2. **Suggested runtime for Action movies is between 85 and 125 minutes.** There is no distinct difference in the mean runtime between movies that are rated as 'Good', 'Average', or 'Bad', but if Microsoft Movie Studios is looking for a target runtime range, within 85 and 125 minutes for Action movies is ideal; to be even more specific, a runtime of 100 minutes would be a solid target length (such information comes from the runtime distribution of 'Good' Action movies). It is more difficult to give a suggestion for Adventure movies as the distributions for 'Good', 'Average', and 'Bad' movie lengths are all quite similar. Nevertheless, in regard to Action movies, aiming within the specified range maximizes the likelihood of audience approval.


3. **Directors to target are Sam Mendes, Michael Bay, Lee Unkrich, Pierre Coffin, Anthony Russo, and Christopher Nolan**: While there are many successful directors in the film industry, the listed directors have shown to surpass the standard when it comes to the revenue that their movies produce. Not only have these individuals directed some of the most successful movies in the datasets, but they have also exhibited continuous success throughout their careers, making them reliable in regard to bringing in revenue. The ideal directors for Action movies are Sam Mendes, Michael Bay, and Anthony Russo, and the ideal directors for Adventure movies are Lee Unkrich and Pierre Coffin. The director that has experience in both genres is Christopher Nolan.
   

4. **Actors to target are Sandra Bullock, Javier Bardem, and Chris Evans**: Similar to the directors presented above, these actors have appeared in the most successful movies from this dataset. Even more so, they have been consistently cast in successful movies throughout the years 2010-2018. Therefore, including such actors in Microsoft films will likely bring in high revenue as well as positive reviews from the audience. In terms of specific genres, Chris Evans and Javier Bardem are both known for Action movies, while Sandra Bullock has experience in both Action and Adventure movies. 


### Limitations

While these suggestions come from thorough data analysis, there are limitations to this project:

1. **Generalized genres**: Although it may not seem like a surprise that Adventure and Action were observed to be the most successful genres, it is important to note that the genre of each movie in the dataset was generalized. In other words, many movies had multiple genres listed, but for the sake of analysis, one genre had to become the primary genre. To do so, I took the first genre listed and made it the primary genre for a given movie. Moreover, when a movie had multiple genres, they were listed in alphabetical order making Adventure and Action often come first and serve as the primary genre. While this may seem like a significant issue, I support this decision for two reasons. First, when looking at the number of movies per genre after assigning each movie a primary genre, Action and Adventure do not hold monopolies over the dataset. In fact, neither genre is in the top three genres with the most movies. Second, I believe that Adventure and Action do tend to be overarching genres meaning that even if a movie is listed as Action and Drama or Adventure and Comedy, the movie can safely be categorized as Action and Adventure, respectively.

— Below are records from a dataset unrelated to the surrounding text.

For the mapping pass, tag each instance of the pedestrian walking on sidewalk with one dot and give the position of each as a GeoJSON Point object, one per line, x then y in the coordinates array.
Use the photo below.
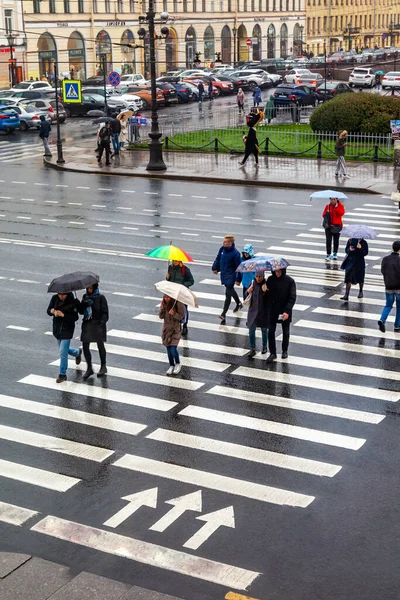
{"type": "Point", "coordinates": [240, 100]}
{"type": "Point", "coordinates": [390, 269]}
{"type": "Point", "coordinates": [94, 309]}
{"type": "Point", "coordinates": [333, 225]}
{"type": "Point", "coordinates": [172, 313]}
{"type": "Point", "coordinates": [44, 133]}
{"type": "Point", "coordinates": [251, 146]}
{"type": "Point", "coordinates": [180, 273]}
{"type": "Point", "coordinates": [105, 136]}
{"type": "Point", "coordinates": [226, 263]}
{"type": "Point", "coordinates": [246, 278]}
{"type": "Point", "coordinates": [257, 315]}
{"type": "Point", "coordinates": [64, 310]}
{"type": "Point", "coordinates": [281, 299]}
{"type": "Point", "coordinates": [340, 151]}
{"type": "Point", "coordinates": [354, 265]}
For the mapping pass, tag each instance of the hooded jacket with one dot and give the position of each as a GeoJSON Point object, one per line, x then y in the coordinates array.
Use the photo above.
{"type": "Point", "coordinates": [226, 263]}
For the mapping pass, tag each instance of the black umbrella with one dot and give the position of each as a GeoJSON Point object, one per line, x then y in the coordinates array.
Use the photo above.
{"type": "Point", "coordinates": [70, 282]}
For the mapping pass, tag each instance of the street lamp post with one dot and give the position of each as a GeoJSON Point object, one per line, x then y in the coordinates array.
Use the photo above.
{"type": "Point", "coordinates": [156, 162]}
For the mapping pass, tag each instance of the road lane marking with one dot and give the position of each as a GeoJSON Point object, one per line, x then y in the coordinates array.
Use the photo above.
{"type": "Point", "coordinates": [147, 553]}
{"type": "Point", "coordinates": [213, 481]}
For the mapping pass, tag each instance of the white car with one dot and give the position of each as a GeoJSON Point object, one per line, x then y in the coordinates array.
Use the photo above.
{"type": "Point", "coordinates": [363, 76]}
{"type": "Point", "coordinates": [391, 80]}
{"type": "Point", "coordinates": [295, 75]}
{"type": "Point", "coordinates": [31, 85]}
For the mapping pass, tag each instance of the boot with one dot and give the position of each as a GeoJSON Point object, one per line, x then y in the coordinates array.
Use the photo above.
{"type": "Point", "coordinates": [102, 371]}
{"type": "Point", "coordinates": [89, 372]}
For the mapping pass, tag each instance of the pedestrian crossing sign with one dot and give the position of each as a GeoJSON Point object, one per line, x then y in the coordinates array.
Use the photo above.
{"type": "Point", "coordinates": [72, 91]}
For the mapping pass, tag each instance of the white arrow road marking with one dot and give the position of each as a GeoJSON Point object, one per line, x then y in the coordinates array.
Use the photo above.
{"type": "Point", "coordinates": [224, 517]}
{"type": "Point", "coordinates": [144, 498]}
{"type": "Point", "coordinates": [180, 505]}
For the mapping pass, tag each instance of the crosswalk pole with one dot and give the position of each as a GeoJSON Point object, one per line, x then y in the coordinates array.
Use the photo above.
{"type": "Point", "coordinates": [60, 158]}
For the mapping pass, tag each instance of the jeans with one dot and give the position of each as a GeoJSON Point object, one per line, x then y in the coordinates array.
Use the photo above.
{"type": "Point", "coordinates": [252, 336]}
{"type": "Point", "coordinates": [271, 336]}
{"type": "Point", "coordinates": [173, 355]}
{"type": "Point", "coordinates": [230, 293]}
{"type": "Point", "coordinates": [88, 356]}
{"type": "Point", "coordinates": [329, 235]}
{"type": "Point", "coordinates": [46, 145]}
{"type": "Point", "coordinates": [390, 298]}
{"type": "Point", "coordinates": [116, 143]}
{"type": "Point", "coordinates": [65, 350]}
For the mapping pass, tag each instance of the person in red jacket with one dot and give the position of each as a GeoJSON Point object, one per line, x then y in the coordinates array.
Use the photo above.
{"type": "Point", "coordinates": [333, 223]}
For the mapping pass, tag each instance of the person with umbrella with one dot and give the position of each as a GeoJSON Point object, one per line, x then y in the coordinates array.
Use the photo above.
{"type": "Point", "coordinates": [281, 299]}
{"type": "Point", "coordinates": [226, 263]}
{"type": "Point", "coordinates": [354, 265]}
{"type": "Point", "coordinates": [94, 308]}
{"type": "Point", "coordinates": [64, 310]}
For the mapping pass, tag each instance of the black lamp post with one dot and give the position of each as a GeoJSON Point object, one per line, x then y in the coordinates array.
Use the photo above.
{"type": "Point", "coordinates": [156, 162]}
{"type": "Point", "coordinates": [11, 40]}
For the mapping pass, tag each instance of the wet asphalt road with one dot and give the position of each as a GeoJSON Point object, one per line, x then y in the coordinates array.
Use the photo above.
{"type": "Point", "coordinates": [339, 539]}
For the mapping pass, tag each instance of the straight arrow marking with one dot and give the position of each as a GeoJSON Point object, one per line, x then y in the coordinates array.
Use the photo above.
{"type": "Point", "coordinates": [191, 501]}
{"type": "Point", "coordinates": [143, 498]}
{"type": "Point", "coordinates": [224, 517]}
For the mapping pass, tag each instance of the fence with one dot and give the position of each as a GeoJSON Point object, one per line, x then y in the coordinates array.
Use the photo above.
{"type": "Point", "coordinates": [363, 147]}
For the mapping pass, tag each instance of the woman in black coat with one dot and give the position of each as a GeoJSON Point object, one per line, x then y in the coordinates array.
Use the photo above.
{"type": "Point", "coordinates": [64, 310]}
{"type": "Point", "coordinates": [281, 299]}
{"type": "Point", "coordinates": [251, 145]}
{"type": "Point", "coordinates": [94, 309]}
{"type": "Point", "coordinates": [354, 265]}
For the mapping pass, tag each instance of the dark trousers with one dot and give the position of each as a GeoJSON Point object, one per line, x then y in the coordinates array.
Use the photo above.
{"type": "Point", "coordinates": [247, 154]}
{"type": "Point", "coordinates": [329, 236]}
{"type": "Point", "coordinates": [230, 293]}
{"type": "Point", "coordinates": [107, 149]}
{"type": "Point", "coordinates": [271, 336]}
{"type": "Point", "coordinates": [88, 356]}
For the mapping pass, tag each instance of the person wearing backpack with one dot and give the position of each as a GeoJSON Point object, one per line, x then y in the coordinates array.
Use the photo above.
{"type": "Point", "coordinates": [180, 273]}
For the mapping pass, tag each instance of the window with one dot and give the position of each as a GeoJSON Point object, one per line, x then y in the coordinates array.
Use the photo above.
{"type": "Point", "coordinates": [8, 20]}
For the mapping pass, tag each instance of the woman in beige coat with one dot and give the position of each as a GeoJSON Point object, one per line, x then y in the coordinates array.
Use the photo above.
{"type": "Point", "coordinates": [172, 312]}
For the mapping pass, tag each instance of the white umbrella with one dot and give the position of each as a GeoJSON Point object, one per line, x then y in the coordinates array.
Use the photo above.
{"type": "Point", "coordinates": [178, 292]}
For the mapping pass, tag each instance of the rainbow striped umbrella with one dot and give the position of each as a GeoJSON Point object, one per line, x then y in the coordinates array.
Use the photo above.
{"type": "Point", "coordinates": [170, 253]}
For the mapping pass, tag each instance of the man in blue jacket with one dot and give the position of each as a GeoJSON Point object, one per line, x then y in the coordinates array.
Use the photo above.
{"type": "Point", "coordinates": [226, 263]}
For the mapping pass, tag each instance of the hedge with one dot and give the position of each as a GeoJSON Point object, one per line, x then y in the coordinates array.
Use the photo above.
{"type": "Point", "coordinates": [358, 113]}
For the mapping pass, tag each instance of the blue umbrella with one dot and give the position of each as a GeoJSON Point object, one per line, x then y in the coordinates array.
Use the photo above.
{"type": "Point", "coordinates": [359, 232]}
{"type": "Point", "coordinates": [327, 194]}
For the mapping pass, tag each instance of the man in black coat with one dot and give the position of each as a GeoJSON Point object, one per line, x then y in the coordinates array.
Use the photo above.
{"type": "Point", "coordinates": [281, 299]}
{"type": "Point", "coordinates": [64, 310]}
{"type": "Point", "coordinates": [390, 269]}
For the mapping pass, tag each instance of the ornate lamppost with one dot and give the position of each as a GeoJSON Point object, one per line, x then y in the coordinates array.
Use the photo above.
{"type": "Point", "coordinates": [156, 162]}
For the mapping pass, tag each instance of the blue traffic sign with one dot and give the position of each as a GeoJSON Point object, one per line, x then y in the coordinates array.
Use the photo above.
{"type": "Point", "coordinates": [114, 78]}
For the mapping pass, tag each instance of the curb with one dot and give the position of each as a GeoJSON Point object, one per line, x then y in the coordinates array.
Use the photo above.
{"type": "Point", "coordinates": [89, 170]}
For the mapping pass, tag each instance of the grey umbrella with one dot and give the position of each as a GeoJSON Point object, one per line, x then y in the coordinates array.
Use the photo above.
{"type": "Point", "coordinates": [71, 282]}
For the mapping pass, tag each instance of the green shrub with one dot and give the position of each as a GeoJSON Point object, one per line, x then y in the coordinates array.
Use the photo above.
{"type": "Point", "coordinates": [358, 113]}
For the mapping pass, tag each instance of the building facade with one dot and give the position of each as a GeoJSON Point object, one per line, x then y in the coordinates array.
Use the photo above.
{"type": "Point", "coordinates": [77, 33]}
{"type": "Point", "coordinates": [12, 41]}
{"type": "Point", "coordinates": [351, 24]}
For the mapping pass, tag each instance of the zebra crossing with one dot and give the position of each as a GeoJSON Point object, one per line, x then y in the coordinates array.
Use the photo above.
{"type": "Point", "coordinates": [234, 428]}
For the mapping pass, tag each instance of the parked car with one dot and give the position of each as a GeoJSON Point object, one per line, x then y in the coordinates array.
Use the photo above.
{"type": "Point", "coordinates": [330, 89]}
{"type": "Point", "coordinates": [143, 93]}
{"type": "Point", "coordinates": [48, 107]}
{"type": "Point", "coordinates": [9, 119]}
{"type": "Point", "coordinates": [295, 75]}
{"type": "Point", "coordinates": [286, 93]}
{"type": "Point", "coordinates": [391, 80]}
{"type": "Point", "coordinates": [31, 85]}
{"type": "Point", "coordinates": [363, 76]}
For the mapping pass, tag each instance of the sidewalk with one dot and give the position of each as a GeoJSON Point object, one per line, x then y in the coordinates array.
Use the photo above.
{"type": "Point", "coordinates": [224, 168]}
{"type": "Point", "coordinates": [23, 577]}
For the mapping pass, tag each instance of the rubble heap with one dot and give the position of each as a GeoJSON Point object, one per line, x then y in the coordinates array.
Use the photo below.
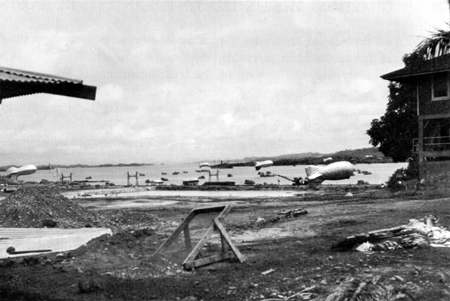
{"type": "Point", "coordinates": [37, 207]}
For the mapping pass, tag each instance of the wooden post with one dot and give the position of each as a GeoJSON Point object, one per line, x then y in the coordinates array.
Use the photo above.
{"type": "Point", "coordinates": [191, 262]}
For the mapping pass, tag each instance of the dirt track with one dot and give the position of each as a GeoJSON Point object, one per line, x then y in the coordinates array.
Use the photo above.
{"type": "Point", "coordinates": [296, 250]}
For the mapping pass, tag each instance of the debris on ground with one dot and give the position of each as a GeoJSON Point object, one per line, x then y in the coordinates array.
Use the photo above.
{"type": "Point", "coordinates": [268, 272]}
{"type": "Point", "coordinates": [38, 207]}
{"type": "Point", "coordinates": [356, 289]}
{"type": "Point", "coordinates": [282, 216]}
{"type": "Point", "coordinates": [417, 233]}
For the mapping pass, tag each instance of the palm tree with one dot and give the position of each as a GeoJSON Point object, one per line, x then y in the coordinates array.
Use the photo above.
{"type": "Point", "coordinates": [436, 45]}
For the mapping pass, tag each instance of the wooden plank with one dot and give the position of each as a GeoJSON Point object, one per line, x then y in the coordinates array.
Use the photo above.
{"type": "Point", "coordinates": [208, 260]}
{"type": "Point", "coordinates": [227, 238]}
{"type": "Point", "coordinates": [175, 234]}
{"type": "Point", "coordinates": [199, 245]}
{"type": "Point", "coordinates": [187, 238]}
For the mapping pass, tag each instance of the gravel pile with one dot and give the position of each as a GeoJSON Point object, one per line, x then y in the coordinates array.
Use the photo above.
{"type": "Point", "coordinates": [38, 207]}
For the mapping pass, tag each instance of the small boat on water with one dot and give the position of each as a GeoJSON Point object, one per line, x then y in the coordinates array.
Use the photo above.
{"type": "Point", "coordinates": [193, 182]}
{"type": "Point", "coordinates": [154, 182]}
{"type": "Point", "coordinates": [266, 174]}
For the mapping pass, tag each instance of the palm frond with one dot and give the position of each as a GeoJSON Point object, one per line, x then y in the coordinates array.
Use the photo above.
{"type": "Point", "coordinates": [436, 45]}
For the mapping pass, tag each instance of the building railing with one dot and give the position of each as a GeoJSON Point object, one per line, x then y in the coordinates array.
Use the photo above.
{"type": "Point", "coordinates": [433, 144]}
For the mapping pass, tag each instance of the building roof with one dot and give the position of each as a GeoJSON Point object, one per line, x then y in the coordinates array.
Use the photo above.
{"type": "Point", "coordinates": [14, 83]}
{"type": "Point", "coordinates": [420, 67]}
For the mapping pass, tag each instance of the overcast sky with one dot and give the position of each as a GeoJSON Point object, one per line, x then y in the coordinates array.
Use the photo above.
{"type": "Point", "coordinates": [194, 81]}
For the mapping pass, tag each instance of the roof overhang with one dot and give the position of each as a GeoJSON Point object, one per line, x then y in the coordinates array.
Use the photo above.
{"type": "Point", "coordinates": [420, 67]}
{"type": "Point", "coordinates": [14, 83]}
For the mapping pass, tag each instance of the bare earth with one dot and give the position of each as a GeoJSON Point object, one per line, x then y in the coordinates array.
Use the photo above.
{"type": "Point", "coordinates": [286, 258]}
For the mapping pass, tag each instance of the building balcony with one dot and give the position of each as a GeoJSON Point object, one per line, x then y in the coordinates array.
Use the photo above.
{"type": "Point", "coordinates": [433, 144]}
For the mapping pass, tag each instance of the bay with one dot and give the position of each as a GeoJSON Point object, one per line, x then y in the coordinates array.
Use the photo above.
{"type": "Point", "coordinates": [379, 174]}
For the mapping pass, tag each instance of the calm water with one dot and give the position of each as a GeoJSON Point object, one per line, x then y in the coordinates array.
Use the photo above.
{"type": "Point", "coordinates": [118, 175]}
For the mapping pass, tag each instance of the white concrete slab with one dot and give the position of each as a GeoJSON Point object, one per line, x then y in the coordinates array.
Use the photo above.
{"type": "Point", "coordinates": [56, 240]}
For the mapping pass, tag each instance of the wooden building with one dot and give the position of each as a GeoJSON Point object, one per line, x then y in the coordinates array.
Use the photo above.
{"type": "Point", "coordinates": [431, 77]}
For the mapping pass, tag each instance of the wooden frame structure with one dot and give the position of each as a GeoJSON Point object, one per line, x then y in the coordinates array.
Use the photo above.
{"type": "Point", "coordinates": [191, 262]}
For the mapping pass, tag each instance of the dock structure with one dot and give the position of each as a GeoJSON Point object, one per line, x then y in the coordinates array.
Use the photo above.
{"type": "Point", "coordinates": [66, 177]}
{"type": "Point", "coordinates": [129, 176]}
{"type": "Point", "coordinates": [214, 175]}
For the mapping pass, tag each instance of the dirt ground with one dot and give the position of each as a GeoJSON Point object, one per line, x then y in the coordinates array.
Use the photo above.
{"type": "Point", "coordinates": [287, 258]}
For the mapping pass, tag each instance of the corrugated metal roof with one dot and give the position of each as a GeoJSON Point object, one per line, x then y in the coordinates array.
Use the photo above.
{"type": "Point", "coordinates": [439, 64]}
{"type": "Point", "coordinates": [14, 83]}
{"type": "Point", "coordinates": [9, 74]}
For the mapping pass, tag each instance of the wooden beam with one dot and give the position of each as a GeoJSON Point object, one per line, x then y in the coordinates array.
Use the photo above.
{"type": "Point", "coordinates": [187, 238]}
{"type": "Point", "coordinates": [175, 234]}
{"type": "Point", "coordinates": [227, 238]}
{"type": "Point", "coordinates": [208, 260]}
{"type": "Point", "coordinates": [199, 246]}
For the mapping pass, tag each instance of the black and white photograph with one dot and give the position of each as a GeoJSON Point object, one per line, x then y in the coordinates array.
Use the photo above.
{"type": "Point", "coordinates": [225, 150]}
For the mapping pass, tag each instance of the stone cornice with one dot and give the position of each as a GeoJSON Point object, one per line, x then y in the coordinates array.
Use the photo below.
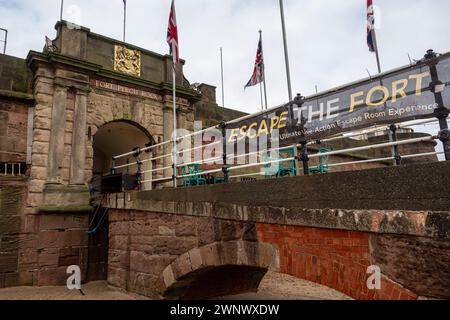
{"type": "Point", "coordinates": [53, 58]}
{"type": "Point", "coordinates": [16, 95]}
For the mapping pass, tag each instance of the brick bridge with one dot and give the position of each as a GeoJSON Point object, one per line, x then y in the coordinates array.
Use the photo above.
{"type": "Point", "coordinates": [218, 240]}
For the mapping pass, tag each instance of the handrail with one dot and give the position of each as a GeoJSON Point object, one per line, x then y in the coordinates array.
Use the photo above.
{"type": "Point", "coordinates": [376, 146]}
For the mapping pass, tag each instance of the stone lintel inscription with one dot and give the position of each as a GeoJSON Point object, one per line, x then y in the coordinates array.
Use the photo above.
{"type": "Point", "coordinates": [124, 89]}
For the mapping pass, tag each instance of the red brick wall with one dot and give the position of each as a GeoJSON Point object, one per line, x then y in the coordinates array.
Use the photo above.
{"type": "Point", "coordinates": [336, 259]}
{"type": "Point", "coordinates": [13, 131]}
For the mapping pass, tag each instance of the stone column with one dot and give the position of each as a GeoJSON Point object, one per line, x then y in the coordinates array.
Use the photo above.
{"type": "Point", "coordinates": [78, 159]}
{"type": "Point", "coordinates": [58, 127]}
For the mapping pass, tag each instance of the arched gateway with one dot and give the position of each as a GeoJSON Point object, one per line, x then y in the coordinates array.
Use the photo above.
{"type": "Point", "coordinates": [64, 113]}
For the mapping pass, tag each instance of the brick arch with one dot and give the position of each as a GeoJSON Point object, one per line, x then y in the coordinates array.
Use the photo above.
{"type": "Point", "coordinates": [219, 269]}
{"type": "Point", "coordinates": [337, 259]}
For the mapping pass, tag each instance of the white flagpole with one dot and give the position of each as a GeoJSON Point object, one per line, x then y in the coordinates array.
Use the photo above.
{"type": "Point", "coordinates": [221, 70]}
{"type": "Point", "coordinates": [62, 10]}
{"type": "Point", "coordinates": [124, 20]}
{"type": "Point", "coordinates": [375, 44]}
{"type": "Point", "coordinates": [286, 55]}
{"type": "Point", "coordinates": [175, 153]}
{"type": "Point", "coordinates": [260, 92]}
{"type": "Point", "coordinates": [263, 70]}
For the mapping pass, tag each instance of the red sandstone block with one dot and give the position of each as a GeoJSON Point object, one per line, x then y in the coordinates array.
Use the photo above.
{"type": "Point", "coordinates": [387, 287]}
{"type": "Point", "coordinates": [395, 294]}
{"type": "Point", "coordinates": [52, 276]}
{"type": "Point", "coordinates": [404, 296]}
{"type": "Point", "coordinates": [49, 257]}
{"type": "Point", "coordinates": [76, 238]}
{"type": "Point", "coordinates": [50, 239]}
{"type": "Point", "coordinates": [371, 295]}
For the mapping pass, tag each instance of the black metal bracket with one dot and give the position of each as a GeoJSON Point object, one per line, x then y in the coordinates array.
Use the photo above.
{"type": "Point", "coordinates": [304, 157]}
{"type": "Point", "coordinates": [444, 135]}
{"type": "Point", "coordinates": [223, 127]}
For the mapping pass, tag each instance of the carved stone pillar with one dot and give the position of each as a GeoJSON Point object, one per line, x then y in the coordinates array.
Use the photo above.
{"type": "Point", "coordinates": [58, 126]}
{"type": "Point", "coordinates": [78, 159]}
{"type": "Point", "coordinates": [167, 136]}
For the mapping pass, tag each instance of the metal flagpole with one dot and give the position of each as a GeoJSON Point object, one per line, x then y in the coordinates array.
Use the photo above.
{"type": "Point", "coordinates": [124, 20]}
{"type": "Point", "coordinates": [174, 125]}
{"type": "Point", "coordinates": [286, 55]}
{"type": "Point", "coordinates": [263, 70]}
{"type": "Point", "coordinates": [392, 131]}
{"type": "Point", "coordinates": [221, 70]}
{"type": "Point", "coordinates": [375, 44]}
{"type": "Point", "coordinates": [260, 92]}
{"type": "Point", "coordinates": [62, 10]}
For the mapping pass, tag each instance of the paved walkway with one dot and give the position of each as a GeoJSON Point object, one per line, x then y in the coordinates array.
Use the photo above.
{"type": "Point", "coordinates": [273, 287]}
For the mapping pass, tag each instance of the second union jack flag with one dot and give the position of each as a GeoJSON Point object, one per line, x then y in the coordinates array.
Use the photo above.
{"type": "Point", "coordinates": [172, 34]}
{"type": "Point", "coordinates": [258, 71]}
{"type": "Point", "coordinates": [370, 26]}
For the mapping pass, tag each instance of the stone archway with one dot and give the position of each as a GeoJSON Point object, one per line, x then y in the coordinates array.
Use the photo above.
{"type": "Point", "coordinates": [114, 138]}
{"type": "Point", "coordinates": [111, 139]}
{"type": "Point", "coordinates": [219, 269]}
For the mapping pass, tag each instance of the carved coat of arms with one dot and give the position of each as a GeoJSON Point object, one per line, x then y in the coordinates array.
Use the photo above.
{"type": "Point", "coordinates": [127, 61]}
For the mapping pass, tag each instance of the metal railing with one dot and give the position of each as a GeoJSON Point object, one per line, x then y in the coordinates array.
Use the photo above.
{"type": "Point", "coordinates": [5, 41]}
{"type": "Point", "coordinates": [12, 169]}
{"type": "Point", "coordinates": [167, 172]}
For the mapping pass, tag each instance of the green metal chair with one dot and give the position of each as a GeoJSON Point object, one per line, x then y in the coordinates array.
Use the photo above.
{"type": "Point", "coordinates": [192, 175]}
{"type": "Point", "coordinates": [323, 163]}
{"type": "Point", "coordinates": [268, 169]}
{"type": "Point", "coordinates": [219, 180]}
{"type": "Point", "coordinates": [287, 168]}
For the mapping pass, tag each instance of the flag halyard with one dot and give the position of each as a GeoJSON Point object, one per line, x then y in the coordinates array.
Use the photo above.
{"type": "Point", "coordinates": [172, 35]}
{"type": "Point", "coordinates": [370, 26]}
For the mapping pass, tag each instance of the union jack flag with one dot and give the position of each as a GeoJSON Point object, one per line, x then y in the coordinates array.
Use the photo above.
{"type": "Point", "coordinates": [172, 34]}
{"type": "Point", "coordinates": [370, 26]}
{"type": "Point", "coordinates": [258, 71]}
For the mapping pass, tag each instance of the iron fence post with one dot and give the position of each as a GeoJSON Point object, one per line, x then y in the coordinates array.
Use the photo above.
{"type": "Point", "coordinates": [441, 112]}
{"type": "Point", "coordinates": [394, 138]}
{"type": "Point", "coordinates": [297, 160]}
{"type": "Point", "coordinates": [304, 157]}
{"type": "Point", "coordinates": [113, 166]}
{"type": "Point", "coordinates": [223, 127]}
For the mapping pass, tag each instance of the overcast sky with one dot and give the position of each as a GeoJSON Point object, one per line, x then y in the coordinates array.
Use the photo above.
{"type": "Point", "coordinates": [327, 39]}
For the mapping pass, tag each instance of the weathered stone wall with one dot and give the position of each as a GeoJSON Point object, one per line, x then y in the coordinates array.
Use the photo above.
{"type": "Point", "coordinates": [12, 199]}
{"type": "Point", "coordinates": [149, 253]}
{"type": "Point", "coordinates": [336, 259]}
{"type": "Point", "coordinates": [13, 130]}
{"type": "Point", "coordinates": [420, 264]}
{"type": "Point", "coordinates": [416, 187]}
{"type": "Point", "coordinates": [153, 253]}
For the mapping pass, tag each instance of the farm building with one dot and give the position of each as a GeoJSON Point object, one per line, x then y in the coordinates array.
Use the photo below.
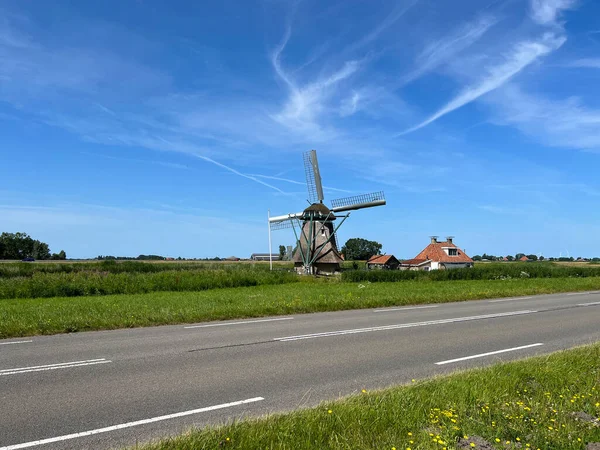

2. **Recency of data**: As mentioned, much of the data from this analysis comes from 2010 - 2018. Therefore, this project lacks information from the past four years. However, I do not believe that this weakens my project because two out of the last four years were largely impacted by COVID-19. In other words, the field of movie production in 2020 and 2021 was not an accurate representation of how movies will be made in the upcoming years. While COVID-19 has made irreversible changes to our world, I think that future movie production is more likely to resemble how it was pre-COVID than how it was _during_ COVID.

### Further Questions

1. What is the best way of advertising a movie?
2. How do we bring in the suggested directors and actors?
3. Is it better to release a movie on streaming platforms (ex: Netflix, Hulu, HBO Max) or in theaters? Which streaming platform would be best?